Joseph Cotten seemed familiar to me the first time the camera had closed up on his face as he laid on his bed while his maid reported to him that two men were looking for him. As my sister had raised up the other film I had promised and had kept erasing from this list since I haven’t fully finished it, we remember now that he too stared in Carol Reed’s The Third Man.
I’ve already seen this before in Cinemax but never had gotten the title. I felt then that this film could be a Hitchcock film. The feel and the music seemed similar. It was just the actors that made me think twice. Hitchcock is best known to use two of his favorite actors in Hollywood: Cary Grant and Grace Kelly. Or if the latter was not available (like when she got married and became Princess to Monaco, she neglected to play the part of Marnie in Marnie as a comeback to movies after her marriage. The role ended up to Tippi Hendren instead. The same blonde he used in The Birds) he selected from wide range of Blondes that were available. In this film, he cast a brunette Teresa Wright.

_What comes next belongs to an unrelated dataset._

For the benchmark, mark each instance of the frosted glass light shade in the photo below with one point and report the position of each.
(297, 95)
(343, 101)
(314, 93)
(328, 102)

A man who turns out to be a charming and calculating killer phones up his relatives in the sleepy suburb of Santa Rosa to tell them that he’ll be staying with them for a while. The man’s name is Charlie. As he arrives, he befriends and charms (in a freaky, incest-ish way) his niece and namesake Young Charlie. He gives his sister, his brother-in-law, his other niece and nephew gifts. As he gives Young Charlie a ring with an engraved name she couldn’t make up of, she begins to have suspicions about her uncle to be the Merry Widow thief.
When Uncle Charlie suspects too that Young Charlie might have doubts about his purpose and his identity, he plots her death to protect his secret. The film ends as one of them dies and everything ends like nothing at all has ever happened.

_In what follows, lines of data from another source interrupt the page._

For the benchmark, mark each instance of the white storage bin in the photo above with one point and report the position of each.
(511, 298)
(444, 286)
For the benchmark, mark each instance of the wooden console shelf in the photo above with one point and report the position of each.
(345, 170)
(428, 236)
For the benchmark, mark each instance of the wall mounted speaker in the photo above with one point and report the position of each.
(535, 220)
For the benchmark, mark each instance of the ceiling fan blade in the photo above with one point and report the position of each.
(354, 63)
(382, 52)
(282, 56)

This film is said to be Hitchcock’s most favorite film. Screenplay co-written by the great Thornton Wilder, along with Sally Benson and Alma Reville, this film also co-stars Henry Travers (the guy who played the angel Gabriel in Kafka’s It’s a Wonderful Life), Patricia Colinge, Wallace Ford and Hume Cronyn. Although this wouldn’t be my favorite Hitchcock film, I loved it’s cinematography and the way each scenes were built to build up enough tension for suspense especially between the main characters.